The cheap stuff gets an economy of scale if you do a lot of it though, you can probably binge pack 20 items in an hour, whereas single higher price items sold infrequently you probably take half an hour, finding the stuff, getting set up, packing it, putting stuff away. I think probably the cheaper stuff makes $5 total per item anyway between actual price and "handling" charge. Though not the "too good to throw away" one offs. If it's business oriented rather than private sellers, they probably do volume to keep themselves in a small commercial unit where UPS does pickups. Then also there's some sellers who are basically small scale defrauding their employers, every item is worth $20 to them, because they ship it on the employers account and pocket the shipping.
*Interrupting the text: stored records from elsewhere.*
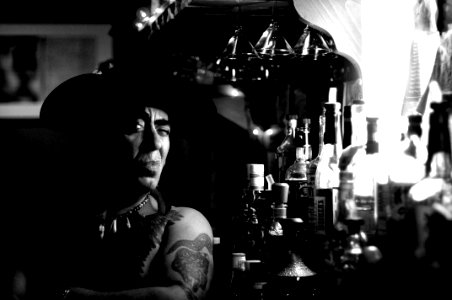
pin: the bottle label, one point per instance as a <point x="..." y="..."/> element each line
<point x="301" y="203"/>
<point x="365" y="209"/>
<point x="238" y="261"/>
<point x="326" y="210"/>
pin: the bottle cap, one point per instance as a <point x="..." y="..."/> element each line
<point x="255" y="174"/>
<point x="280" y="192"/>
<point x="238" y="260"/>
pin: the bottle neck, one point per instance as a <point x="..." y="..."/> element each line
<point x="321" y="135"/>
<point x="372" y="146"/>
<point x="439" y="148"/>
<point x="332" y="126"/>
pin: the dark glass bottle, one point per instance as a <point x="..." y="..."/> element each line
<point x="327" y="173"/>
<point x="432" y="197"/>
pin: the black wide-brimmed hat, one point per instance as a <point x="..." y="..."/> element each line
<point x="91" y="100"/>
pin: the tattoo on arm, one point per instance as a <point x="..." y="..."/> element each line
<point x="191" y="263"/>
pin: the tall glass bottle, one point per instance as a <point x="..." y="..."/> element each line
<point x="432" y="196"/>
<point x="327" y="173"/>
<point x="285" y="152"/>
<point x="312" y="165"/>
<point x="248" y="231"/>
<point x="406" y="169"/>
<point x="356" y="134"/>
<point x="369" y="172"/>
<point x="301" y="194"/>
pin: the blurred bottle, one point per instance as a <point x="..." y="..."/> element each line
<point x="327" y="173"/>
<point x="356" y="135"/>
<point x="238" y="276"/>
<point x="432" y="196"/>
<point x="312" y="165"/>
<point x="307" y="149"/>
<point x="248" y="231"/>
<point x="369" y="172"/>
<point x="301" y="193"/>
<point x="285" y="152"/>
<point x="407" y="167"/>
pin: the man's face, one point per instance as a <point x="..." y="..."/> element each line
<point x="149" y="141"/>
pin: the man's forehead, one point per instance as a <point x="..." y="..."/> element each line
<point x="156" y="113"/>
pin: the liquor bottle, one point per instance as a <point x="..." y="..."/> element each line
<point x="246" y="227"/>
<point x="301" y="193"/>
<point x="432" y="196"/>
<point x="327" y="173"/>
<point x="312" y="165"/>
<point x="238" y="276"/>
<point x="369" y="175"/>
<point x="356" y="135"/>
<point x="285" y="152"/>
<point x="406" y="169"/>
<point x="347" y="126"/>
<point x="307" y="149"/>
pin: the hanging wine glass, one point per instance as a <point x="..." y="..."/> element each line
<point x="273" y="46"/>
<point x="272" y="43"/>
<point x="239" y="60"/>
<point x="312" y="45"/>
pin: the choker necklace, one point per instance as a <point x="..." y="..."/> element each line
<point x="123" y="218"/>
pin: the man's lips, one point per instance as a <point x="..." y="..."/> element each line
<point x="150" y="167"/>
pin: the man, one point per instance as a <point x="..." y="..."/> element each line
<point x="122" y="239"/>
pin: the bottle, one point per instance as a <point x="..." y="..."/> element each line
<point x="248" y="230"/>
<point x="312" y="165"/>
<point x="431" y="197"/>
<point x="286" y="150"/>
<point x="347" y="126"/>
<point x="369" y="175"/>
<point x="356" y="135"/>
<point x="301" y="193"/>
<point x="306" y="128"/>
<point x="407" y="167"/>
<point x="238" y="276"/>
<point x="327" y="173"/>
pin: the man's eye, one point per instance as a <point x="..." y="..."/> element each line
<point x="164" y="131"/>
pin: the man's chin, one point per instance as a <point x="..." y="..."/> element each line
<point x="148" y="182"/>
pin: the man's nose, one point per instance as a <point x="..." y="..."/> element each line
<point x="151" y="140"/>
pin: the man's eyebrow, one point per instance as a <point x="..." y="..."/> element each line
<point x="162" y="122"/>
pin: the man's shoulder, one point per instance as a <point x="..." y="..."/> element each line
<point x="188" y="218"/>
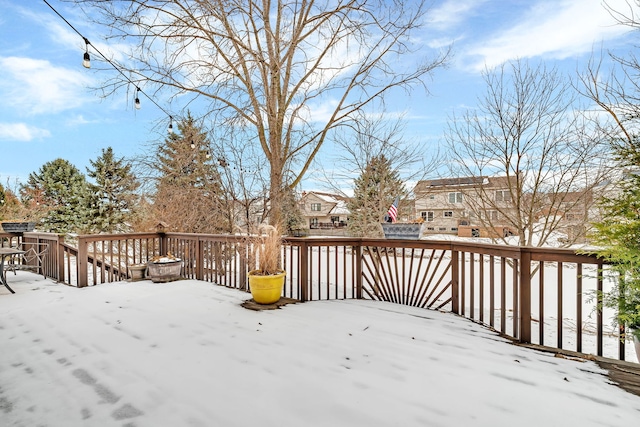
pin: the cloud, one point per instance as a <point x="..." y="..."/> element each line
<point x="452" y="13"/>
<point x="35" y="86"/>
<point x="21" y="132"/>
<point x="549" y="29"/>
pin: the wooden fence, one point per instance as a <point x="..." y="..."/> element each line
<point x="535" y="295"/>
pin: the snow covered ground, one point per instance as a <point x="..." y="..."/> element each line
<point x="186" y="353"/>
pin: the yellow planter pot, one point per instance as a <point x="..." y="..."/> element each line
<point x="266" y="289"/>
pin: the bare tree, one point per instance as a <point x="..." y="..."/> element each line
<point x="529" y="130"/>
<point x="290" y="70"/>
<point x="371" y="137"/>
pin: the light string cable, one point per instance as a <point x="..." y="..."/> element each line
<point x="115" y="67"/>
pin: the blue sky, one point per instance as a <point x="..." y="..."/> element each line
<point x="48" y="110"/>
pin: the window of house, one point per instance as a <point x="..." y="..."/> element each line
<point x="455" y="197"/>
<point x="503" y="196"/>
<point x="427" y="215"/>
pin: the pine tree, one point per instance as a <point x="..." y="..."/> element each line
<point x="188" y="192"/>
<point x="114" y="195"/>
<point x="60" y="193"/>
<point x="10" y="206"/>
<point x="618" y="238"/>
<point x="375" y="190"/>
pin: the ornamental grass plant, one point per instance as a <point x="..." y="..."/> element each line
<point x="267" y="246"/>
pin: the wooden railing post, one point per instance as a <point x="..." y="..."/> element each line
<point x="454" y="281"/>
<point x="82" y="271"/>
<point x="304" y="271"/>
<point x="524" y="280"/>
<point x="359" y="262"/>
<point x="199" y="260"/>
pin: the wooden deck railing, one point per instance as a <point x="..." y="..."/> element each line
<point x="535" y="295"/>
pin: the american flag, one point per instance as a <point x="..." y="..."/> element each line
<point x="393" y="211"/>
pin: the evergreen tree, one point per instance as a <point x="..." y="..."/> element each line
<point x="188" y="192"/>
<point x="375" y="190"/>
<point x="10" y="206"/>
<point x="113" y="194"/>
<point x="59" y="192"/>
<point x="618" y="237"/>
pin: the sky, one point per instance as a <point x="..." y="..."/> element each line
<point x="48" y="109"/>
<point x="186" y="353"/>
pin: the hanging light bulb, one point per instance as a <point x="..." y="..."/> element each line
<point x="137" y="100"/>
<point x="86" y="62"/>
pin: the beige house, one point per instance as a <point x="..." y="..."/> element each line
<point x="457" y="205"/>
<point x="324" y="210"/>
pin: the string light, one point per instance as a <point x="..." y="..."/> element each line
<point x="86" y="62"/>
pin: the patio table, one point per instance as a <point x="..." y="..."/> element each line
<point x="5" y="254"/>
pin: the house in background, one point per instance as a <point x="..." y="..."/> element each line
<point x="324" y="211"/>
<point x="455" y="205"/>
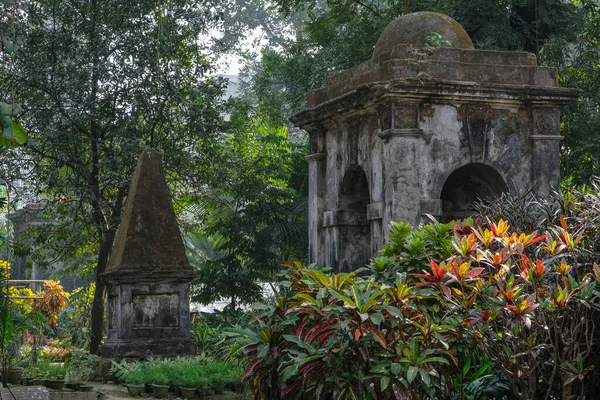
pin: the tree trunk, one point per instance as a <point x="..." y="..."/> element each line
<point x="97" y="327"/>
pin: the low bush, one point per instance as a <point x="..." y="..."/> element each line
<point x="522" y="300"/>
<point x="184" y="372"/>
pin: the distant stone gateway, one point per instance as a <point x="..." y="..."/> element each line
<point x="426" y="126"/>
<point x="148" y="273"/>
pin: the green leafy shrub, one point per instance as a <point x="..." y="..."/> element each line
<point x="136" y="376"/>
<point x="184" y="372"/>
<point x="525" y="300"/>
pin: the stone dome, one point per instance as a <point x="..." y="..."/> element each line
<point x="415" y="29"/>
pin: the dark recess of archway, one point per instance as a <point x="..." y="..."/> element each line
<point x="355" y="232"/>
<point x="465" y="186"/>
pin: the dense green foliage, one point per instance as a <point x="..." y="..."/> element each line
<point x="333" y="35"/>
<point x="524" y="300"/>
<point x="184" y="372"/>
<point x="253" y="217"/>
<point x="97" y="82"/>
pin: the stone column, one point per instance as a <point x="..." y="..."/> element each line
<point x="375" y="218"/>
<point x="401" y="135"/>
<point x="546" y="139"/>
<point x="317" y="168"/>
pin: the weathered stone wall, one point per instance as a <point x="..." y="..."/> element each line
<point x="418" y="130"/>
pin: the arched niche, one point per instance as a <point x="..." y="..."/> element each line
<point x="355" y="233"/>
<point x="467" y="185"/>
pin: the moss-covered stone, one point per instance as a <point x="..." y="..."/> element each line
<point x="416" y="28"/>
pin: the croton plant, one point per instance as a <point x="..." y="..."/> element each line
<point x="408" y="326"/>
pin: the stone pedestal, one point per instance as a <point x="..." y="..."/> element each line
<point x="148" y="273"/>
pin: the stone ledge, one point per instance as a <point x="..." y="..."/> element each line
<point x="341" y="217"/>
<point x="547" y="137"/>
<point x="392" y="133"/>
<point x="144" y="348"/>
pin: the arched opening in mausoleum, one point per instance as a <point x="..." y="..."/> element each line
<point x="355" y="232"/>
<point x="467" y="185"/>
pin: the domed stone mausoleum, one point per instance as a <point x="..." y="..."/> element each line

Even cheap stuff just sits and sits though. A decade back I had a couple of boxes full of stuff from a relative's estate, sorta collectables, think like Hummels and Wades but not the rare stuff. Priced between yard sale and fleamarket it just sat and sat, months, never sold one, though similar stuff was selling. Actually I remember one was a virtual face slap, listing at 3x the price of mine for same piece, visible chip off the base, dings in the detail, seller didn't have much more feedback than me, sold... while mine, not a peep. Maybe there's such a thing as listing too low. I've come to think it's probably better to list high and then take reasonable offers.
Unicorn herding operations are proceeding, but all the totes of hens teeth and barrels of rocking horse poop give them plenty of hiding spots.